Randy Mooney, melkveehouder uit Missouri en president van de Dairy Farmers of America: „We kunnen verder groeien en de wereld bedienen met onze melk zolang de zuivelsector in de VS dat wil, maar we hebben een systeem nodig dat het aanbod aan de vraag aanpast en de melkveehouders ondersteunt om binnen een bepaalde marge te blijven, zodat melken winstgevend blijft.”

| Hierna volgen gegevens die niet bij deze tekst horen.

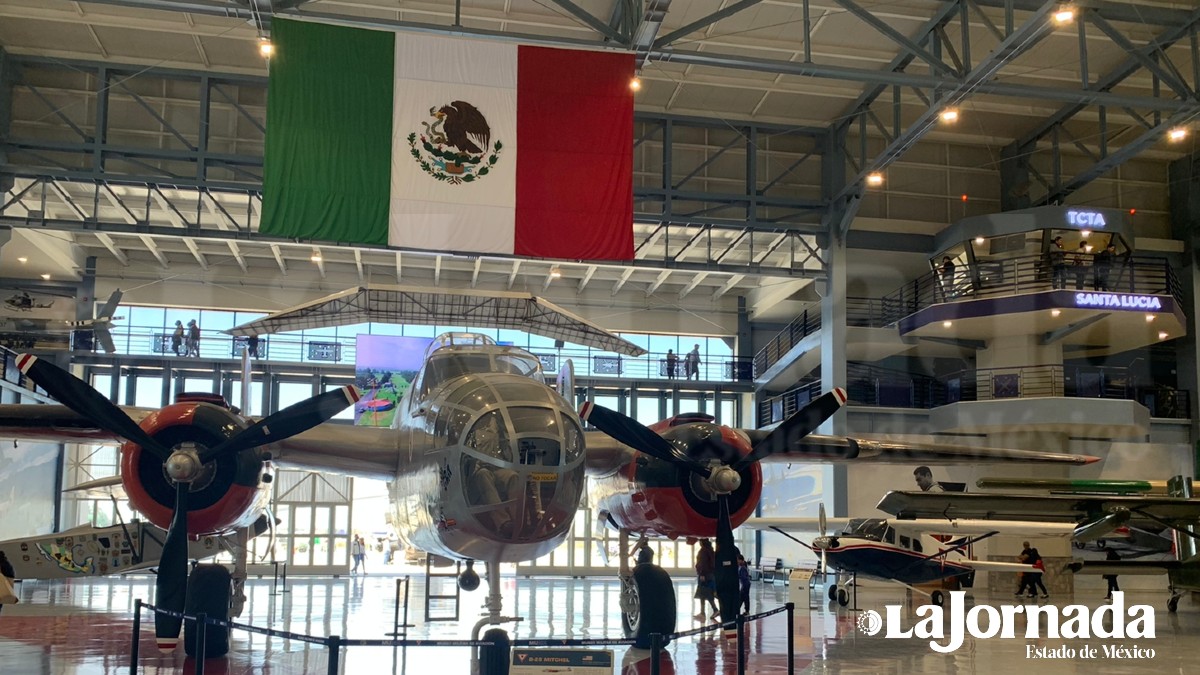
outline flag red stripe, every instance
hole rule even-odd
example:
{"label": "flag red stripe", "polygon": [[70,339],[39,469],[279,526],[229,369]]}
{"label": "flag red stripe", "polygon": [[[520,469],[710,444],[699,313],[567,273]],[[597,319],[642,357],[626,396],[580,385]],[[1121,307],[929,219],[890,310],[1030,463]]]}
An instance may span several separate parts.
{"label": "flag red stripe", "polygon": [[634,257],[634,55],[520,47],[515,253]]}

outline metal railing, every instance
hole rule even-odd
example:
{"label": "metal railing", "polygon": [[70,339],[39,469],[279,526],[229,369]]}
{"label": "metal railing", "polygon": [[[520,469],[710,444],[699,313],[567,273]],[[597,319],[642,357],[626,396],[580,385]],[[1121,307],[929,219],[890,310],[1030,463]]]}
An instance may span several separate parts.
{"label": "metal railing", "polygon": [[1037,293],[1056,287],[1182,298],[1178,279],[1165,258],[1117,257],[1105,273],[1093,264],[1093,259],[1082,265],[1072,264],[1073,256],[1067,253],[1067,265],[1062,268],[1056,268],[1046,256],[1024,256],[960,265],[948,276],[929,271],[881,298],[878,311],[884,323],[894,323],[938,303]]}
{"label": "metal railing", "polygon": [[[852,406],[929,410],[960,401],[1066,396],[1138,401],[1151,417],[1192,417],[1190,392],[1139,382],[1126,368],[1034,365],[964,370],[935,378],[851,363],[846,375]],[[758,425],[787,418],[820,394],[821,383],[814,381],[762,400]]]}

Bij het bestuderen van het nieuwe Amerikaanse systeem om de zuivelmarkt te reguleren, heb ik nog wel wat vragen. Vragen die in dit stadium van de plannen nog niet beantwoord kunnen worden. Duidelijk is wel dat hun opzet veel weg heeft van de monitoringscommissie die door de EMB en de DDB is ontwikkeld. Eén ding is echter zeker: de Amerikaanse politici en melksector zijn de Europese equivalenten daarvan een eind vooruit in het besef dat je de markt moet monitoren én reguleren. En dat monitoren van de markt iets anders is dan de ontwikkeling van het gemolken volume op een afstand volgen, zoals de EU landbouwministerraad schijnt te willen. Monitoren én ingrijpen in de markt zijn essentieel om te voorkomen dat de markt volledig uit de pas gaat lopen. Alleen dan is marktmonitoren ook zinvol. Ik stel voor dat de EU landbouwministerraad snel eens om de tafel gaat met de woordvoerders van bovenstaande programma’s. Om een onontbeerlijke les in markteconomie te volgen voor ze de Europese melkveehouders het riet in sturen met wat flauwe en halfslachtige marktmaatregelen die niet effectief kunnen zijn.

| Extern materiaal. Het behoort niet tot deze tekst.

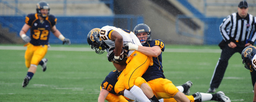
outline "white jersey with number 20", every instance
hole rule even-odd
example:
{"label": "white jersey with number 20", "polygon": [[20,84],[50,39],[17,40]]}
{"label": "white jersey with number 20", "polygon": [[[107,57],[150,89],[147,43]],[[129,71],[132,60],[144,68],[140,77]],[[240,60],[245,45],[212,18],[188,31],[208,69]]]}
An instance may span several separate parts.
{"label": "white jersey with number 20", "polygon": [[[114,26],[107,25],[101,28],[100,32],[100,35],[101,39],[109,47],[115,46],[115,41],[111,40],[111,33],[113,30],[117,31],[123,36],[123,44],[132,42],[138,45],[142,46],[138,38],[132,32]],[[134,50],[130,50],[128,56],[130,56],[134,52]]]}

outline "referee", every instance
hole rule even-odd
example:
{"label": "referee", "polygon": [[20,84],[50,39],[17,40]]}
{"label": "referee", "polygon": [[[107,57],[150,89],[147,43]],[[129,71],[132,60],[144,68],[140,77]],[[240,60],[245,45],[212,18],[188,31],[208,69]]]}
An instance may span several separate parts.
{"label": "referee", "polygon": [[[208,93],[214,93],[219,87],[227,69],[228,60],[232,55],[236,52],[241,54],[246,47],[253,45],[255,41],[255,18],[248,13],[247,2],[241,1],[237,8],[238,12],[228,16],[220,26],[223,40],[219,45],[222,51],[213,72]],[[255,72],[251,72],[253,86],[256,81]]]}

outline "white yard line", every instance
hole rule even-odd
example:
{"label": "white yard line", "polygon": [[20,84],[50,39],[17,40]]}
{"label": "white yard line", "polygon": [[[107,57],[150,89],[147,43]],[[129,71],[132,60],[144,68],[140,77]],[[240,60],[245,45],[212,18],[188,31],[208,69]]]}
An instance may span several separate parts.
{"label": "white yard line", "polygon": [[[25,50],[26,47],[17,46],[0,46],[0,50]],[[51,47],[48,50],[70,51],[81,52],[94,52],[89,47]],[[166,48],[164,52],[190,53],[220,53],[220,49],[189,49],[189,48]]]}

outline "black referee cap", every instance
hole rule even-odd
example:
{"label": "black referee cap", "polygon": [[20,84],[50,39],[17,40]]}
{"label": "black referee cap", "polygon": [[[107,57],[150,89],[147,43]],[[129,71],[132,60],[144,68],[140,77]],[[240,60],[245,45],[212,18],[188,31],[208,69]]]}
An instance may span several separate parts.
{"label": "black referee cap", "polygon": [[248,4],[246,1],[243,1],[240,2],[240,3],[238,4],[238,7],[240,8],[241,8],[243,7],[245,7],[247,8],[248,7]]}

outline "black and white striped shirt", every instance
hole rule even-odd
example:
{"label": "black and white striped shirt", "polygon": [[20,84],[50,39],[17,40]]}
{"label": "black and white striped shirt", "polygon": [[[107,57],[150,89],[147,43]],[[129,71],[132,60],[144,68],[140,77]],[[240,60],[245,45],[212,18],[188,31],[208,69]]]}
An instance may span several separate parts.
{"label": "black and white striped shirt", "polygon": [[245,18],[241,17],[238,13],[234,13],[223,20],[220,26],[220,31],[224,40],[227,43],[231,41],[245,42],[249,39],[252,32],[251,41],[253,44],[256,39],[255,20],[256,18],[248,14]]}

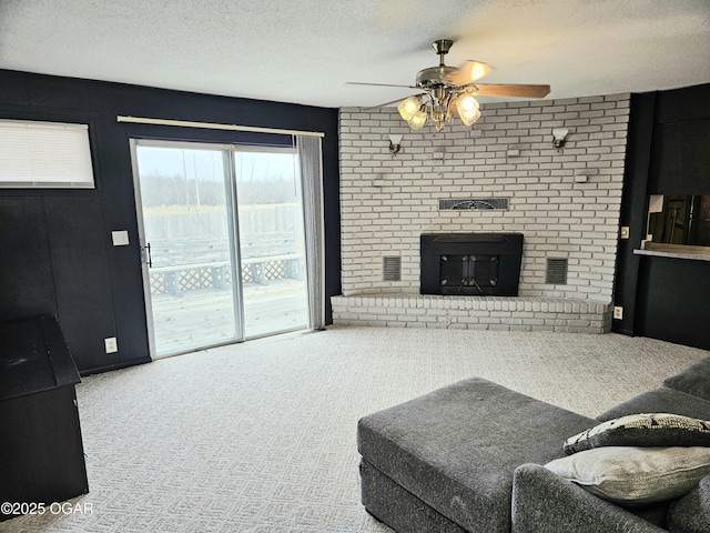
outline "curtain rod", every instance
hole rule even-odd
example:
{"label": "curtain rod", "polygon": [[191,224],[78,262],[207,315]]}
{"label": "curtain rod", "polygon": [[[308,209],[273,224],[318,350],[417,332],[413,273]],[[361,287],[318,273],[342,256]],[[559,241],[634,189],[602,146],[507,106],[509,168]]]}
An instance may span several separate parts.
{"label": "curtain rod", "polygon": [[258,128],[254,125],[214,124],[211,122],[190,122],[186,120],[146,119],[142,117],[116,117],[116,122],[133,124],[178,125],[182,128],[206,128],[210,130],[251,131],[254,133],[281,133],[285,135],[325,137],[321,131],[280,130],[274,128]]}

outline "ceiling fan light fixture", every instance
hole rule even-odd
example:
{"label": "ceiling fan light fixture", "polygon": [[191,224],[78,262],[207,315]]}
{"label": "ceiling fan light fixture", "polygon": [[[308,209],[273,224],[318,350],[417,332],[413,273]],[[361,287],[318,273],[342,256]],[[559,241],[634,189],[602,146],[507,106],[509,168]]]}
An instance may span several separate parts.
{"label": "ceiling fan light fixture", "polygon": [[399,115],[404,120],[409,122],[412,118],[419,111],[420,107],[422,107],[420,95],[408,97],[399,102],[399,105],[397,105],[397,111],[399,111]]}

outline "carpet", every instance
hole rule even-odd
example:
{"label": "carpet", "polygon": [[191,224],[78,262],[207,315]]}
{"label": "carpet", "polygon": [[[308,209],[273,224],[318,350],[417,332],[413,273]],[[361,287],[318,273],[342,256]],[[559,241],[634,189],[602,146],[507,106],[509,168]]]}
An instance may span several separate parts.
{"label": "carpet", "polygon": [[594,416],[708,355],[617,334],[329,328],[88,376],[91,492],[71,503],[90,512],[0,531],[390,532],[359,503],[361,416],[475,375]]}

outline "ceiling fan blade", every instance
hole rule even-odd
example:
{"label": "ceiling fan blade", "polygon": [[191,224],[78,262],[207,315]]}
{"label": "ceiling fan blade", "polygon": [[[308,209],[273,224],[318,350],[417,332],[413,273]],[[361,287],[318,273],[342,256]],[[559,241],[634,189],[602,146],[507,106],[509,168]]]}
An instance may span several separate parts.
{"label": "ceiling fan blade", "polygon": [[471,83],[471,86],[478,89],[477,97],[545,98],[550,93],[550,86],[513,83]]}
{"label": "ceiling fan blade", "polygon": [[416,86],[395,86],[393,83],[363,83],[361,81],[346,81],[346,86],[371,86],[371,87],[405,87],[407,89],[418,89]]}
{"label": "ceiling fan blade", "polygon": [[444,80],[455,86],[467,86],[471,81],[480,80],[488,76],[493,67],[480,61],[466,61],[453,72],[444,76]]}

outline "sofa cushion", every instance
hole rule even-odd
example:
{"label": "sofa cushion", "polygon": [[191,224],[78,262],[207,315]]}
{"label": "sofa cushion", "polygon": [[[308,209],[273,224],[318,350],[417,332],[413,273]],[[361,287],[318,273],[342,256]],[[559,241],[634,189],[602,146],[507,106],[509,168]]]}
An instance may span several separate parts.
{"label": "sofa cushion", "polygon": [[605,421],[635,413],[674,413],[710,420],[710,402],[686,392],[660,386],[620,403],[597,419]]}
{"label": "sofa cushion", "polygon": [[[364,416],[357,443],[369,465],[464,530],[503,533],[515,469],[560,456],[560,443],[590,423],[474,378]],[[378,512],[388,523],[383,513],[397,510]]]}
{"label": "sofa cushion", "polygon": [[565,441],[566,454],[601,446],[710,446],[710,422],[681,414],[629,414]]}
{"label": "sofa cushion", "polygon": [[710,476],[673,503],[668,513],[671,533],[708,533],[710,531]]}
{"label": "sofa cushion", "polygon": [[688,493],[710,474],[710,447],[606,446],[545,467],[605,500],[640,505]]}
{"label": "sofa cushion", "polygon": [[697,362],[679,374],[667,378],[663,385],[710,401],[710,358]]}

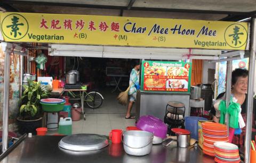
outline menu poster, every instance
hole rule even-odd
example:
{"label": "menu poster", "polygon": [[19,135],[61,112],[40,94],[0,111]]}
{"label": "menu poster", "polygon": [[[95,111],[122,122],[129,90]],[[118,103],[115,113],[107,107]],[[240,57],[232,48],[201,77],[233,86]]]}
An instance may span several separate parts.
{"label": "menu poster", "polygon": [[142,91],[190,93],[191,63],[143,61]]}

Als men wel vasthoudt aan de halve maatregelen is het voor mij geen wonder meer dat de EU in een diepe economische crisis verkeert waaraan we ons maar niet lijken te kunnen ontworstelen, als er mensen aan het roer mogen zitten wiens capaciteiten, visie en verstand van zaken simpelweg onvoldoende zijn.